Currently, using standard technology, Microsoft's Windows NT operating system can only be used to create a two-server cluster. Clustering gives users the benefit of data protection, a fail-safe proposition under which one server takes over the work of others in the event of a crash.

Unix-based servers, by contrast, can handle many servers in a cluster.

Progress in clustering has come in the form of proprietary technology from third-party vendors: Companies such as Sequent and Compaq's Tandem division extends that limit to 16, and also allows processing tasks to be shared across the different servers.

The cluster of servers ran IBM's DB2 database program and were connected to storage systems for maintaining large "warehouses" of information based on technology from Data General.

Moving up the corporate computing ladder has been a goal for a number of PC-centric companies. Intel has been attempting to position Xeon as the first in a series of chips designed to move the Intel chip platform into the high-end "enterprise" corporate computing market, currently dominated by computers based on a different chip architecture running variants of the Unix operating system.

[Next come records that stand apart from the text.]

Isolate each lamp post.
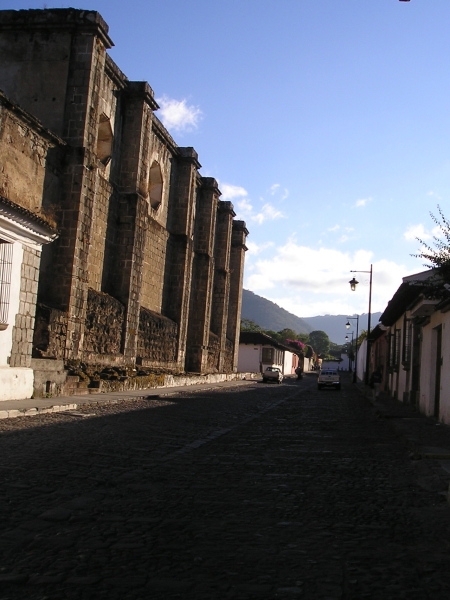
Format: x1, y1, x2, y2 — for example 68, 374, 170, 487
349, 265, 372, 385
345, 315, 359, 383
345, 331, 355, 372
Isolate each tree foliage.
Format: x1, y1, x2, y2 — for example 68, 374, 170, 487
413, 204, 450, 283
241, 319, 263, 332
309, 331, 330, 356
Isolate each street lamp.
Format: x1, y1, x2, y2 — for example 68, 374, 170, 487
345, 316, 359, 383
349, 265, 372, 385
345, 331, 355, 373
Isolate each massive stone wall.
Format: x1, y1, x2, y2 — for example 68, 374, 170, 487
0, 9, 248, 390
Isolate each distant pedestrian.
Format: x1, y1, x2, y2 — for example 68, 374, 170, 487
370, 368, 383, 400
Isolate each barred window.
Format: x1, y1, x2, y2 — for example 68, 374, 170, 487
0, 240, 13, 330
402, 316, 412, 370
262, 348, 274, 363
394, 329, 402, 371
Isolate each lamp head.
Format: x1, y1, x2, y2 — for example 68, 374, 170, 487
349, 277, 359, 292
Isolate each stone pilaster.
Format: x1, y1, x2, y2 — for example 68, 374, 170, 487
186, 177, 220, 373
163, 148, 201, 369
211, 202, 235, 373
9, 246, 41, 367
227, 221, 248, 371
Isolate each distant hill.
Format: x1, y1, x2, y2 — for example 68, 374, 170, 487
241, 290, 381, 344
305, 312, 381, 344
241, 290, 314, 333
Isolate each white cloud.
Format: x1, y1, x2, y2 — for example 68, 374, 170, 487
269, 183, 289, 201
234, 198, 253, 219
355, 198, 372, 208
244, 239, 420, 317
245, 240, 274, 257
250, 203, 284, 225
219, 183, 247, 200
403, 224, 442, 242
156, 96, 202, 131
403, 225, 431, 241
270, 183, 280, 196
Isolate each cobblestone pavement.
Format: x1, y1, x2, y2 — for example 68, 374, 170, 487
0, 376, 450, 600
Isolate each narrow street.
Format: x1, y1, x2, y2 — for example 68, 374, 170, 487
0, 375, 450, 600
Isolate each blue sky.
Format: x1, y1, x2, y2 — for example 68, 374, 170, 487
0, 0, 450, 317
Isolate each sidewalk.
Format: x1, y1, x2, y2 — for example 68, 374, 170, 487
356, 383, 450, 502
0, 379, 258, 419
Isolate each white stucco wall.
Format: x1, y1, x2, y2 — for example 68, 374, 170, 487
419, 312, 450, 424
0, 242, 34, 402
237, 344, 261, 373
0, 242, 23, 368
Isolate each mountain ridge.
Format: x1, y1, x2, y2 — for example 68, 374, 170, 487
241, 289, 381, 345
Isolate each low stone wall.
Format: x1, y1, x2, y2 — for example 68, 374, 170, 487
83, 289, 125, 356
136, 307, 178, 369
33, 304, 67, 360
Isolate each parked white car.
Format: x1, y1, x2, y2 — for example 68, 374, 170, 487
263, 367, 283, 383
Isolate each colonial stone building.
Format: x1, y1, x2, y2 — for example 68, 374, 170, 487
0, 9, 248, 393
0, 92, 61, 400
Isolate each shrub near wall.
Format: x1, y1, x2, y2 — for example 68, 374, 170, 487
208, 331, 220, 373
223, 339, 234, 373
136, 307, 178, 370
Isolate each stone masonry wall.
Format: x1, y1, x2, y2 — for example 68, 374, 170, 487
33, 303, 67, 360
0, 9, 250, 390
137, 308, 178, 369
83, 289, 125, 362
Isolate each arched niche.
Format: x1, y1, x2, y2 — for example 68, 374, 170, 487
148, 160, 163, 210
97, 114, 114, 165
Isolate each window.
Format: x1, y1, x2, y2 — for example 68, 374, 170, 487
0, 240, 13, 331
97, 114, 114, 165
262, 348, 274, 363
148, 160, 163, 210
402, 316, 412, 370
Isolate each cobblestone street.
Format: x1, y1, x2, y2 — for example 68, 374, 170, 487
0, 375, 450, 600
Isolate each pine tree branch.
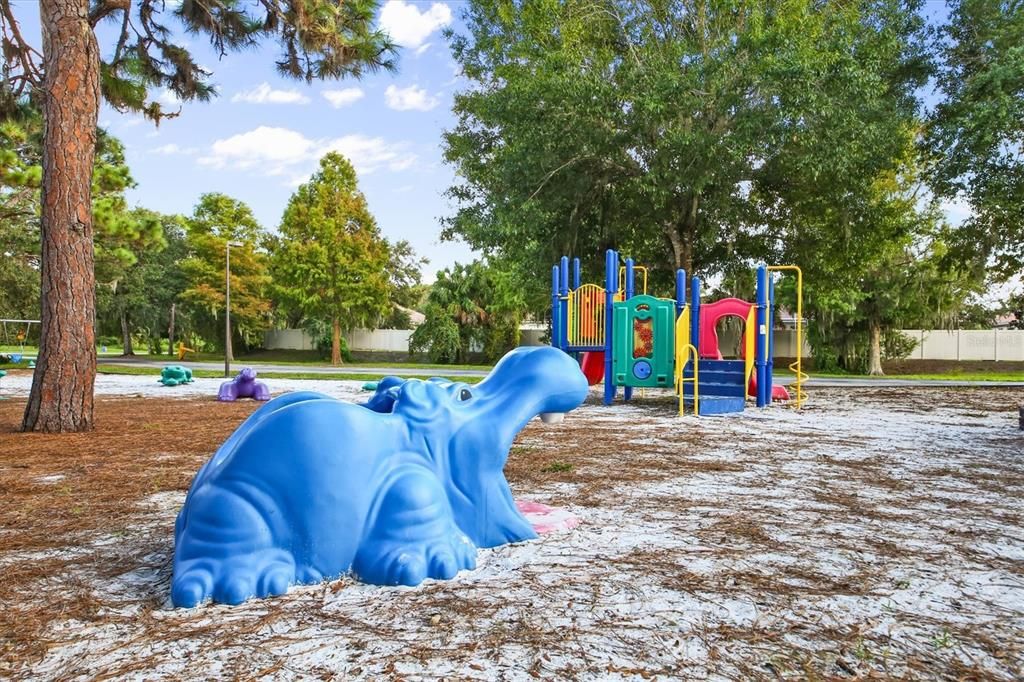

Gaining a foothold in this market is seen as key to Intel's maintaining its historically high profit margins, as well as Dell's torrid revenue growth as well.

The first step has already been beset by several bugs in the associated chipsets, however, and other roadblocks still lie in the path for Intel and its associated vendors.

"The goal is to offer more bang for buck. But as you try to run one general purpose operating system on this very distributed structure, you run into performance roadblocks," said Carl Howe, director of computing strategies at Forrester Research.

The Windows NT operating system is widely regarded by analysts and IS professionals as being one of the sources of performance roadblocks. And Howe said Intel's Xeon chip, while capable of accessing 64 gigabytes of memory, still can't match the levels of memory storage offered by mainframe systems. Systems sometimes need vast amounts of memory reaching into the thousands of gigabytes, or terabytes, in order to process complex calculations.

To get around some of the Windows NT performance issues, switching technology from GigaNet will be used to connect and direct information between the servers.

GigaNet's technology employs the Virtual Interface Architecture specification (an initiative supported by Microsoft and Intel) to improve performance between "cluster-aware" applications such as DB2. These applications bypass the operating system and have direct access to the network, resulting in higher performance to go along with the fail-safe data protection that NT's clustering technology is currently limited to.

While not considered by some to be "true" clustering, analysts say the enterprise market is looking for these kinds of technologies to tie together their NT-based systems.

"People are just frustrated. Microsoft has not been moving fast enough for what the industry needs," said Dan Dolan, an analyst with Dataquest. Dolan expects IBM and Compaq to become more aggressive in bringing their own clustering technologies to bear in a commoditized server market as a means to differentiate their products.